What Belongs in CLAUDE.md

  • Build/test/lint commands — the exact commands, not "run the tests." Ambiguity here burns a turn every time.
  • Code style rules that aren't enforced by a linter — if ESLint already catches it, don't repeat it in prose.
  • Architecture facts that aren't obvious from file structure — "auth lives in middleware, not routes," "this monorepo uses workspace protocol for internal deps."
  • Repository etiquette — branch naming, commit message format, whether to squash-merge.
  • Known gotchas — the thing that broke three times until someone wrote it down.

What Doesn't Belong

  • Anything a linter or type checker already enforces — redundant and wastes tokens every session.
  • Long API references or full documentation — import them instead of pasting them, or let the agent read the source when it needs it.
  • Instructions for one-off tasks — that's a prompt, not memory.

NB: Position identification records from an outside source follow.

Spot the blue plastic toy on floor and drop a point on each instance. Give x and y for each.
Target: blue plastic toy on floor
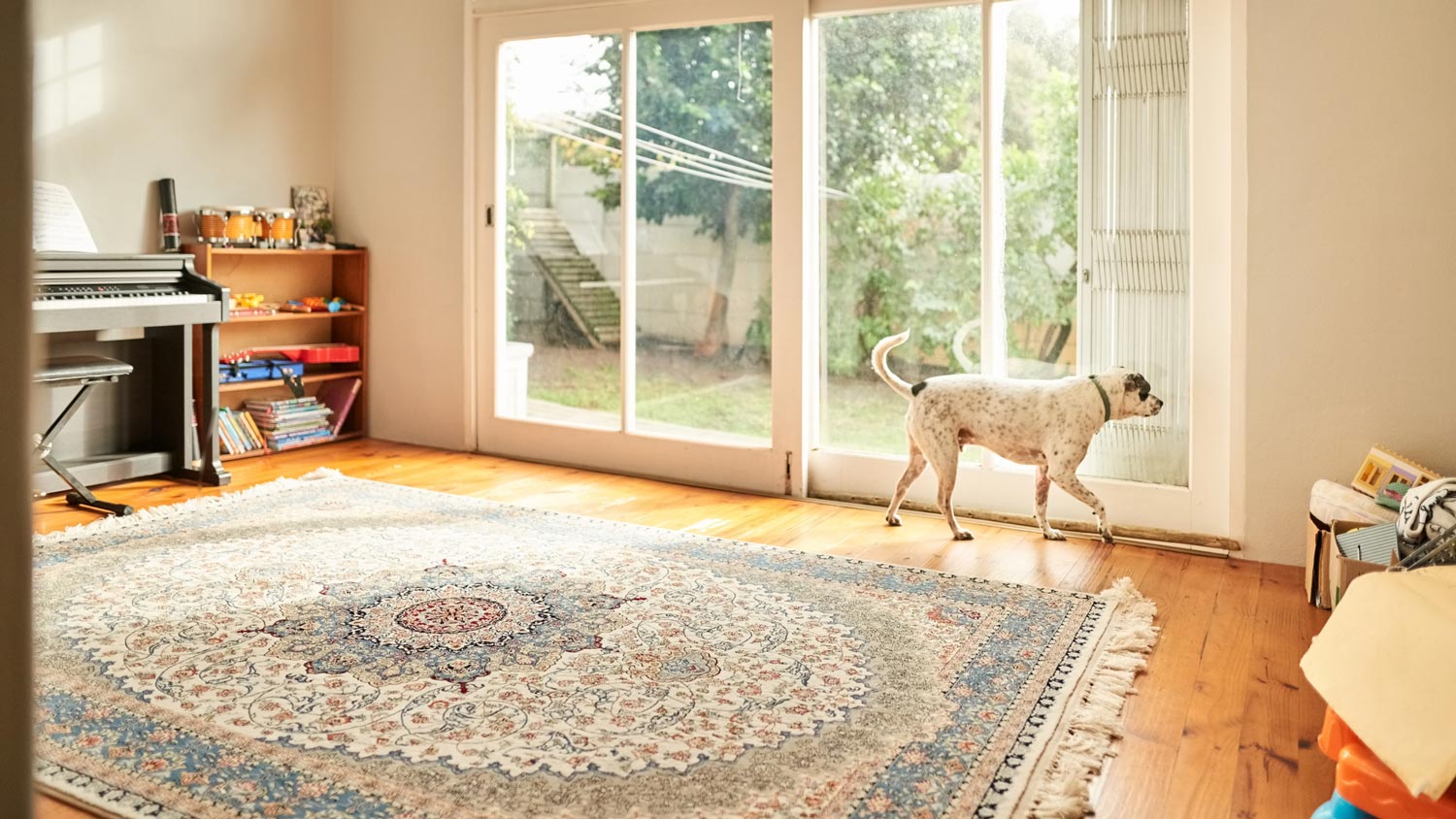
(1337, 807)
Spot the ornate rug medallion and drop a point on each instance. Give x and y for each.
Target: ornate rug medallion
(338, 647)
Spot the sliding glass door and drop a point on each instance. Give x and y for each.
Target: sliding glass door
(629, 165)
(955, 143)
(698, 218)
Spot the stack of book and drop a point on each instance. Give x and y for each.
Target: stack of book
(293, 422)
(236, 432)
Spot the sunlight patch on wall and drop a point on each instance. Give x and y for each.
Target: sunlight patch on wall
(67, 79)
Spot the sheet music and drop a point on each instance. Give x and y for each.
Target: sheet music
(57, 221)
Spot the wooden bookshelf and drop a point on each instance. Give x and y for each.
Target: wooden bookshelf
(282, 276)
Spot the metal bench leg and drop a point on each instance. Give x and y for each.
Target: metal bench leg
(82, 496)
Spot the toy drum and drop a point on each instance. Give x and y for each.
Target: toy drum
(212, 224)
(241, 227)
(279, 227)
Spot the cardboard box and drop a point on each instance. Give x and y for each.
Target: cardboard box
(1318, 541)
(1330, 501)
(1342, 571)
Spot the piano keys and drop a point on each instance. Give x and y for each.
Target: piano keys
(178, 311)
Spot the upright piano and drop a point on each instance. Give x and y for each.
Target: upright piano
(163, 300)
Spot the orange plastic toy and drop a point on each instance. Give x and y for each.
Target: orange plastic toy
(1368, 784)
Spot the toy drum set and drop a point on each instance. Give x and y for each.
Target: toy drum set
(241, 226)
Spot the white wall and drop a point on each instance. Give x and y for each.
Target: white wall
(401, 189)
(1351, 247)
(232, 101)
(15, 428)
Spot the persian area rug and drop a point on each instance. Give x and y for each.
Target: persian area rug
(337, 647)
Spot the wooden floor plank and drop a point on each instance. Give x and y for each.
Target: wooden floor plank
(1222, 726)
(1203, 777)
(1269, 780)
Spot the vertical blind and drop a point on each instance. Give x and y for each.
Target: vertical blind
(1135, 226)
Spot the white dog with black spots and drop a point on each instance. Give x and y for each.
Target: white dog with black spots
(1047, 423)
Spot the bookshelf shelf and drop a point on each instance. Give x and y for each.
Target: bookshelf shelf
(265, 452)
(282, 276)
(276, 383)
(296, 316)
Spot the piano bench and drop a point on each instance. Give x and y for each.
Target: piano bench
(86, 372)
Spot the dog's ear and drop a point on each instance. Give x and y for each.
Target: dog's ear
(1135, 383)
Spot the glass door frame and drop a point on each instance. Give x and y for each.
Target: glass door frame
(777, 467)
(792, 464)
(1208, 504)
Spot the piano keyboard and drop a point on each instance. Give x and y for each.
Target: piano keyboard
(136, 300)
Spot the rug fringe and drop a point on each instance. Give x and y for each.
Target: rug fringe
(1095, 723)
(157, 513)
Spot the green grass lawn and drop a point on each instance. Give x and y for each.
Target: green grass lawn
(859, 413)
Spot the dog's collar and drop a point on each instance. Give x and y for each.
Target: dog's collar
(1107, 404)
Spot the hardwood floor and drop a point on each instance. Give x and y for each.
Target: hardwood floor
(1223, 723)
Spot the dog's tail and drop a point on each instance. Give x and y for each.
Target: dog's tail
(878, 357)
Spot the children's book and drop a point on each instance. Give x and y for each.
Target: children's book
(340, 396)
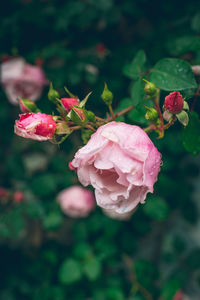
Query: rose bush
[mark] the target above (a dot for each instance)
(35, 126)
(121, 163)
(76, 201)
(20, 79)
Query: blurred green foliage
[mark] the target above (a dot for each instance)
(46, 255)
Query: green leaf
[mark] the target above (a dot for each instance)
(170, 289)
(156, 208)
(92, 269)
(135, 69)
(191, 134)
(172, 74)
(70, 271)
(137, 92)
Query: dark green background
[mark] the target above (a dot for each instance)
(46, 255)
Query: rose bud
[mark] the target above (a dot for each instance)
(68, 102)
(174, 103)
(121, 163)
(36, 126)
(22, 80)
(76, 201)
(27, 105)
(179, 295)
(111, 213)
(79, 116)
(18, 197)
(53, 95)
(107, 95)
(150, 88)
(71, 167)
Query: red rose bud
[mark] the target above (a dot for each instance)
(68, 102)
(101, 49)
(79, 116)
(27, 105)
(71, 166)
(35, 126)
(174, 103)
(18, 197)
(53, 95)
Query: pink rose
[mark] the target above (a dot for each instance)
(174, 103)
(76, 201)
(121, 163)
(35, 126)
(21, 79)
(68, 102)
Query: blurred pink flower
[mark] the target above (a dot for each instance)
(36, 126)
(111, 213)
(76, 201)
(121, 163)
(20, 79)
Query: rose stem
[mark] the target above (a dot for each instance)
(100, 119)
(111, 112)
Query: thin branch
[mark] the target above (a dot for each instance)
(111, 112)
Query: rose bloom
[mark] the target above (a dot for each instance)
(76, 201)
(20, 79)
(35, 126)
(174, 103)
(121, 163)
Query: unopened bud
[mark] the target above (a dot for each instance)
(53, 95)
(91, 116)
(151, 114)
(71, 167)
(150, 88)
(79, 115)
(183, 118)
(27, 105)
(107, 95)
(18, 197)
(174, 103)
(68, 102)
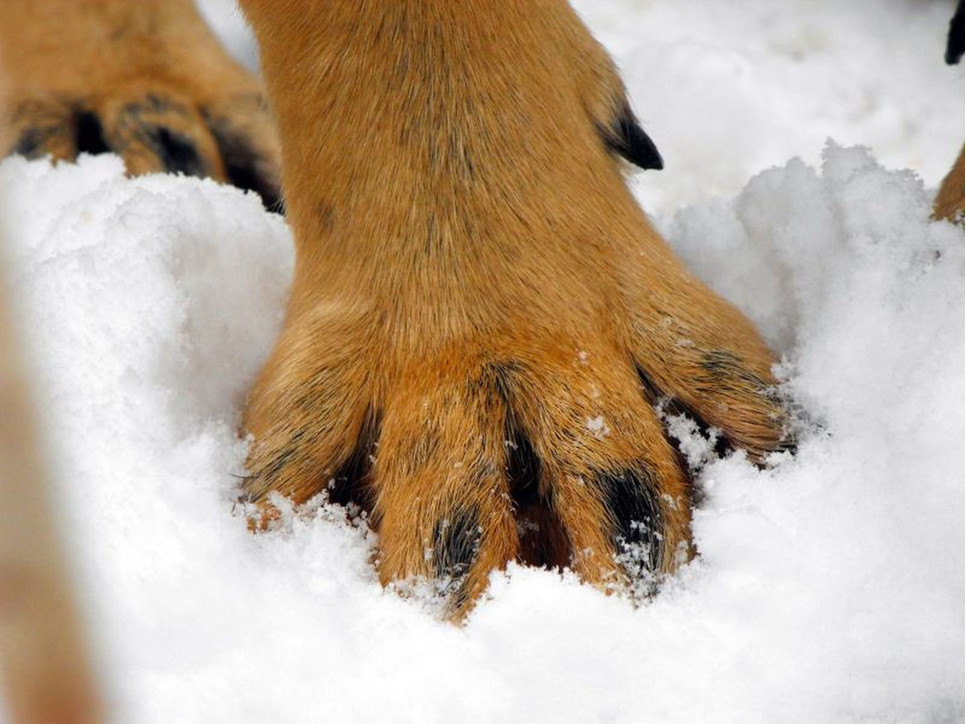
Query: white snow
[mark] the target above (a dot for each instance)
(830, 586)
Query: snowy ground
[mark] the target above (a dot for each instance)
(830, 586)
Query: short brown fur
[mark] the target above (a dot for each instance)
(473, 278)
(949, 204)
(467, 252)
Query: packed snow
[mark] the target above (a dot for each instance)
(830, 585)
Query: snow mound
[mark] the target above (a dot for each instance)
(829, 587)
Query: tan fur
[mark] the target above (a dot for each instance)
(481, 314)
(949, 202)
(469, 259)
(134, 66)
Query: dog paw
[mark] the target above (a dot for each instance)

Memory is for things true across sessions.
  • Secrets or credentials — this file gets checked into git for the project-level version. Treat it like any other tracked file.

Memory vs. Hooks vs. Subagents

These three get confused because they all shape agent behavior, but they solve different problems. CLAUDE.md is passive context — background the agent reads once and keeps in mind. Hooks are active enforcement — shell commands that run automatically on specific events (pre-tool-use, post-edit) and can block actions outright. Subagents are delegation — separate context windows with their own instructions for isolated sub-tasks.

Rule of thumb: if you're writing "always do X," that's memory. If you're writing "never let X happen even if instructions get ignored," that's a hook. If you're describing "here's how to approach this entire category of task," that's a subagent's system prompt.

Debugging a Bloated File

Symptoms of a CLAUDE.md that's grown too large: the agent starts ignoring instructions near the bottom, sessions feel slower to get useful output, or the file has drifted so far from current codebase reality that following it produces wrong answers. Audit it the same way you'd audit dead code — if a rule hasn't mattered in the last dozen sessions, cut it or move it into an imported reference file that's only pulled in when relevant.